Un bonito día de primavera, el duque y su corte salieron de cetrería. Encabezó la cabalgata llevando sobre su muñeca a su halcón preferido, muy pensativo y poco atento a las conversaciones que tenían lugar a su alrededor.
Sin preámbulos, tomó a su pájaro y se lo dio al capitán de caza, diciéndole lacónicamente: “Me gustaría estar a solas” y clavando las espuelas a su caballo, salió al galope. Su compañía quedó sorprendida y turbada, pero ningún hombre se animó a seguir al duque, quien solía reaccionar con extraños modales y a veces era mejor no aproximarse a él. Empujó su corcel hacia delante. No sabía por qué, pero sentía un irresistible deseo de llegar hasta la cima de la colina que había estado observando a la distancia. Después de galopar hasta allí, subió la colina. En un primer momento no pudo discernir nada, pero pronto divisó un nido posado en el despeñadero, era un nido de águila blanca, que estaba tranquilamente rodeada por sus crías. Era un pájaro noble con un pico curvo, fuertes talones y alas que le permitían mantenerse en el aire con un vuelo fuerte y gracioso.
Era el águila que Lech había soñado poseer. Este era el pájaro que hacía de la cetrería un deleite y que despertaría la envidia de muchos príncipes europeos. Decidió capturar a uno de los pichones para llevarlo al castillo y allí entrenarlo personalmente con todo el cuidado y esfuerzo que demandaría. ¡Qué hermoso premio sería! ¡Qué placer sería obtener uno de esos pichones!
Bajó de su caballo y trepó hasta el nido. El águila blanca estaba cuidando atentamente a sus crías, pues aún no habían aprendido a volar, y sorprendida por la presencia de un extraño, las deslizó bajo sus alas.

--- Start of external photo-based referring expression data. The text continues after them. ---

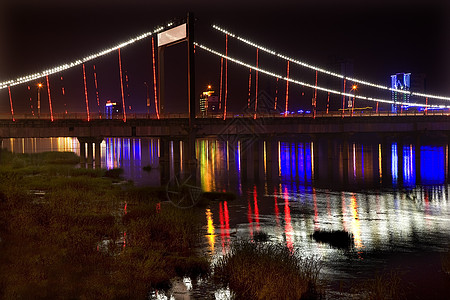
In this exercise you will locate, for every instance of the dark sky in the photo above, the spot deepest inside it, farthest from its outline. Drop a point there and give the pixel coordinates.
(380, 37)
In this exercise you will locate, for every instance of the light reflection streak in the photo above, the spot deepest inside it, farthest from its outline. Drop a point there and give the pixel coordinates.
(210, 230)
(355, 223)
(394, 164)
(380, 168)
(224, 227)
(288, 229)
(255, 203)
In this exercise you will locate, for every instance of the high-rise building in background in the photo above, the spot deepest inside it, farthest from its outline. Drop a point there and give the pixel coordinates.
(209, 102)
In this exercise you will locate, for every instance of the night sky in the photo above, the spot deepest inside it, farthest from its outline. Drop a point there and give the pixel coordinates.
(379, 37)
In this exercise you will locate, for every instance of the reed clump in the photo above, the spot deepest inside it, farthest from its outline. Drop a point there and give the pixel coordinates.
(382, 286)
(268, 271)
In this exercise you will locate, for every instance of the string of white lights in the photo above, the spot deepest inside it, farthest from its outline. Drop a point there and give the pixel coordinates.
(239, 62)
(78, 62)
(315, 68)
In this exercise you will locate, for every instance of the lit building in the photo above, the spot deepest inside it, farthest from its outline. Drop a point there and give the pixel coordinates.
(400, 81)
(113, 110)
(209, 102)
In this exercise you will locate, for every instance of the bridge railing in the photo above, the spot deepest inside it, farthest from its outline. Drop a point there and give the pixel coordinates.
(140, 116)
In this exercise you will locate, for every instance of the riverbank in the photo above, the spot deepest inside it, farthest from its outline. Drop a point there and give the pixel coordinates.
(74, 233)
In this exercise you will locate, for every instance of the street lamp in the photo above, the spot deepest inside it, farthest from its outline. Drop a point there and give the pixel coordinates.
(40, 85)
(148, 98)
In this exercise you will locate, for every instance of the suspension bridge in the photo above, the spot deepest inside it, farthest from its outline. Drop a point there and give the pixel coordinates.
(275, 94)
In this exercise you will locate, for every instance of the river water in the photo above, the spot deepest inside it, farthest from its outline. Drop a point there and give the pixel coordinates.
(392, 195)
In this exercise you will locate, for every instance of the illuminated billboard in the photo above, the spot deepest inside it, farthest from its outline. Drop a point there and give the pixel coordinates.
(172, 35)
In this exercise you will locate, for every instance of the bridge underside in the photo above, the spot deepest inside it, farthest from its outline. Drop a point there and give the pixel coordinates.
(178, 128)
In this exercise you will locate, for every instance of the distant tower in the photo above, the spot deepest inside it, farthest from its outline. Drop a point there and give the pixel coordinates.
(400, 81)
(209, 102)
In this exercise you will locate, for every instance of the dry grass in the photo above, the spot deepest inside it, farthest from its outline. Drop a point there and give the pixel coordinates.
(74, 240)
(268, 271)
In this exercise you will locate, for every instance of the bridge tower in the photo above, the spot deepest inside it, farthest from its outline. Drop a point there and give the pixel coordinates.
(175, 35)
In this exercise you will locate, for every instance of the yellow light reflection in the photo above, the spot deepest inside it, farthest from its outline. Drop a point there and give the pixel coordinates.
(210, 230)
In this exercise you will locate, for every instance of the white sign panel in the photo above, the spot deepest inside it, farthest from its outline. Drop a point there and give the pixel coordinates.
(172, 35)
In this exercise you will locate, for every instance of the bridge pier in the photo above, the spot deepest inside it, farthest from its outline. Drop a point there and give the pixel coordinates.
(90, 142)
(417, 158)
(400, 162)
(256, 158)
(345, 149)
(164, 147)
(243, 156)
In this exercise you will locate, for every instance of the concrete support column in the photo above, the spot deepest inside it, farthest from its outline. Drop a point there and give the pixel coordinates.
(345, 149)
(400, 162)
(90, 141)
(386, 148)
(330, 148)
(243, 152)
(82, 152)
(417, 158)
(268, 147)
(164, 166)
(176, 156)
(257, 157)
(315, 157)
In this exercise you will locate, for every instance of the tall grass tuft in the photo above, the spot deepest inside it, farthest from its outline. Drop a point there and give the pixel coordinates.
(382, 286)
(336, 238)
(268, 271)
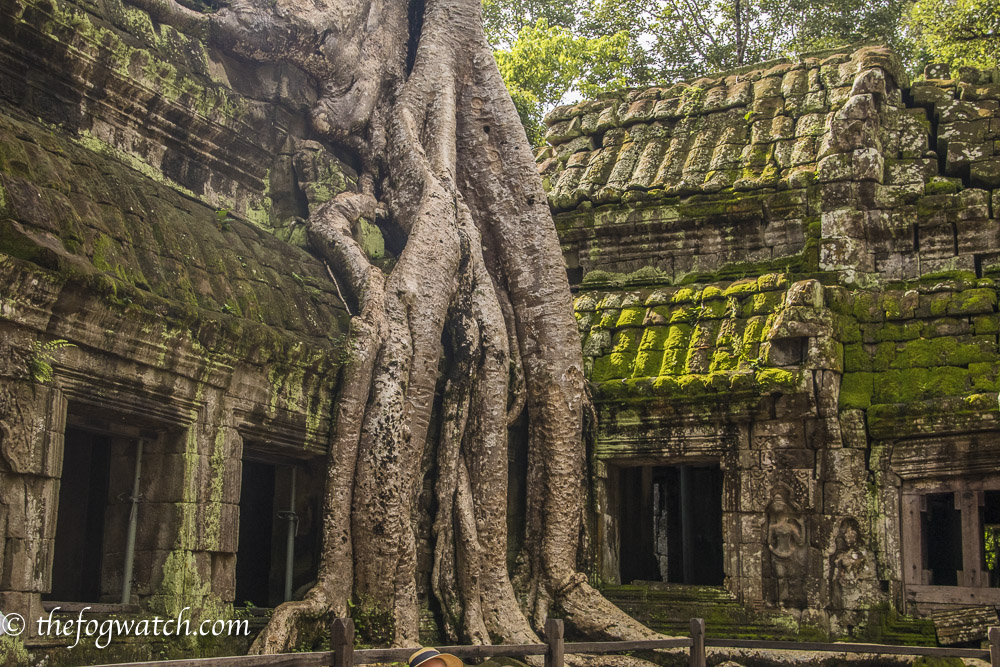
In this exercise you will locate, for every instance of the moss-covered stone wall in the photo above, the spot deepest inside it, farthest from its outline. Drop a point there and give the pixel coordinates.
(151, 195)
(832, 162)
(789, 270)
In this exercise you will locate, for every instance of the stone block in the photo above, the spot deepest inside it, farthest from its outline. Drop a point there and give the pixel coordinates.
(224, 576)
(870, 81)
(985, 173)
(867, 165)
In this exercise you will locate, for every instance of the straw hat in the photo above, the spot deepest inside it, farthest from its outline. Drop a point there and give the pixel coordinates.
(425, 654)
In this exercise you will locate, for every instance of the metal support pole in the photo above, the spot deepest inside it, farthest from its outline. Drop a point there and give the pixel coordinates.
(133, 521)
(293, 524)
(342, 642)
(554, 638)
(697, 642)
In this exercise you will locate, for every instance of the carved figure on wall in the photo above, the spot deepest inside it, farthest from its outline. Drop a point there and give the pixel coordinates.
(850, 566)
(786, 545)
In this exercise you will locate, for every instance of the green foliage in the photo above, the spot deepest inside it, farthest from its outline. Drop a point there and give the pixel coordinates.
(546, 62)
(12, 651)
(551, 52)
(960, 32)
(42, 355)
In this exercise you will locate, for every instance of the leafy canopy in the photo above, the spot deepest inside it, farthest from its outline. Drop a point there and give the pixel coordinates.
(552, 52)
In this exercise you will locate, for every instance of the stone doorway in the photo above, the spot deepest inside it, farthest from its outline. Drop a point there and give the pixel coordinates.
(280, 503)
(670, 524)
(83, 503)
(257, 514)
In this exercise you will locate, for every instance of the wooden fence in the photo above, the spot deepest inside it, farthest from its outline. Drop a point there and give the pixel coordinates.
(555, 648)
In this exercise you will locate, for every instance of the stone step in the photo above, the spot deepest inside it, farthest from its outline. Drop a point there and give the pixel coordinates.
(668, 608)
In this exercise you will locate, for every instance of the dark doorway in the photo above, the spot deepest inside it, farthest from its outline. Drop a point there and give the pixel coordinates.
(83, 502)
(638, 542)
(253, 558)
(942, 532)
(671, 524)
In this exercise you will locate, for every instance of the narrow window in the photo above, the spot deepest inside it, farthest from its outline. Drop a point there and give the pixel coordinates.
(942, 533)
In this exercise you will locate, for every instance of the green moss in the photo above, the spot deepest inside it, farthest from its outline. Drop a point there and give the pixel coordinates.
(912, 384)
(856, 391)
(762, 303)
(982, 300)
(612, 366)
(943, 351)
(899, 331)
(986, 324)
(985, 376)
(631, 317)
(648, 363)
(777, 379)
(655, 338)
(867, 307)
(12, 651)
(856, 358)
(846, 329)
(627, 340)
(741, 287)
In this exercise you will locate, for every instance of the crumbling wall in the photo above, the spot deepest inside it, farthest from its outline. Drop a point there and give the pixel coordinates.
(789, 269)
(151, 195)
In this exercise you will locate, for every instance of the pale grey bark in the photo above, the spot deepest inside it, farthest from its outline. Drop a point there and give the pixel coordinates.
(441, 142)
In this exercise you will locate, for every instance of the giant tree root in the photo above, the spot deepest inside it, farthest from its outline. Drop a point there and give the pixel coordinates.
(471, 326)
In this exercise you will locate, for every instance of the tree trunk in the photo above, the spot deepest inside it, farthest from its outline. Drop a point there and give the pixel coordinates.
(480, 285)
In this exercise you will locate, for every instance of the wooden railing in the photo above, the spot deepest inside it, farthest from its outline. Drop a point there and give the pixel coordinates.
(555, 649)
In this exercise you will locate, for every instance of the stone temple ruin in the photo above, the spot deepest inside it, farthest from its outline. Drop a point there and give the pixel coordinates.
(784, 280)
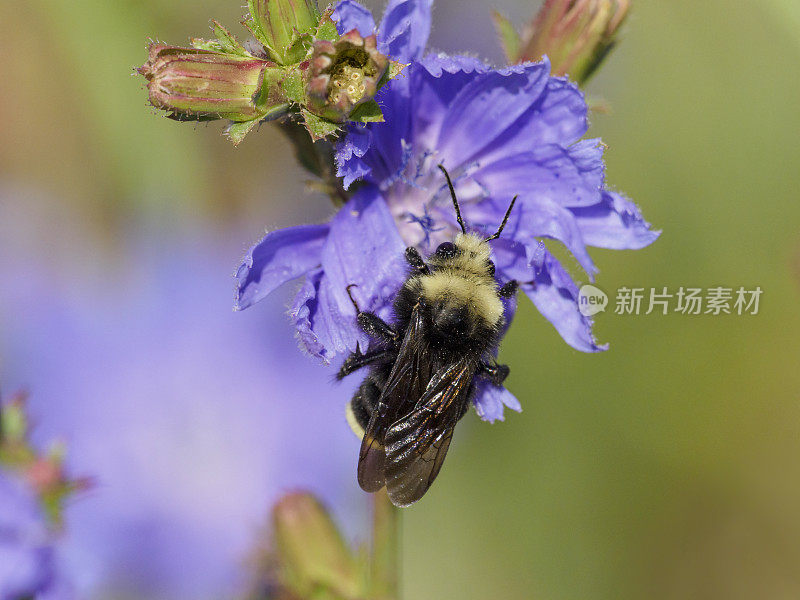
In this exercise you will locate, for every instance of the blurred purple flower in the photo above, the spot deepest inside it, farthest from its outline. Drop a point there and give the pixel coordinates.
(27, 556)
(500, 132)
(190, 419)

Lech agitó bruscamente sus brazos para asustarla, pensando que así dejaría el nido. Pero ella no sólo no huyó sino que se aferró aún más a sus pichones.
El duque se acercó extendiendo su mano y el águila, con movimientos ligeros, lo picoteó y se puso en guardia.
Pero Lech no retrocedió y amenazó al pájaro con su daga, de tal manera que ésta se heriría al acercarse. Con la otra mano, intentó apresar a uno de los pichones, pero la madre una vez más se posó sobre Lech, quien a su vez persistió en el intento de capturar al pichón. La lucha continuó. Lech usando su puñal sin reservas fue haciendo intentos desesperados por acercarse al nido. Pero fue rechazado por el afilado pico y las fuertes alas de la madre. El águila fue lastimada varias veces y la sangre fue manchando sus blancas plumas con salpicaduras carmesí. Ella defendió su nido y la libertad de sus pichones.
El valiente y generoso corazón de Lech fue tocado por la firme defensa y el noble coraje del águila. El cuadro que mostraba la sangre goteando sobre los blancos pechos de los pichones hizo que sintiera vergüenza de su deseo de privar de la libertad a los vástagos de tan valiente madre. Era un pájaro valiente que daba su sangre por la libertad y la vida de sus pichones.
Luego Lech se sentó al pie de la colina mirando la escena que había dejado detrás: todo cuanto veía eran las prósperas tierras de Polonia, su país, al que amaba con todo su corazón. ¿Podría defender a Polonia con todo su corazón cómo el águila había defendido a su nido?
Un pensamiento le sobrevino: esa valiente águila se convertiría en el símbolo de Polonia, ella sería el símbolo de la valentía y de la libertad por la cual todos los hombres dignos darían su sangre en nombre de la Patria.
Así es que hasta hoy, en el escudo y en la bandera de Polonia aparece el águila blanca sobre un campo carmesí.
Y el lugar satisfizo al duque. Amaba aquella colina donde había encontrado el nido de águilas. Llevó a sus consejeros hasta el lugar y se los mostró diciéndoles: “Construyamos nuestros nidos aquí, tal como lo hicieron las águilas.”
Entonces construyeron un castillo y luego una ciudad a la que llamaron Gniezno, lo cual en el antiguo idioma polaco significaba “nido”.
Y en aquellos tiempos Gniezno se convirtió en una próspera ciudad y fue la capital del Ducado de Lech, al pie de la colina que lleva su nombre.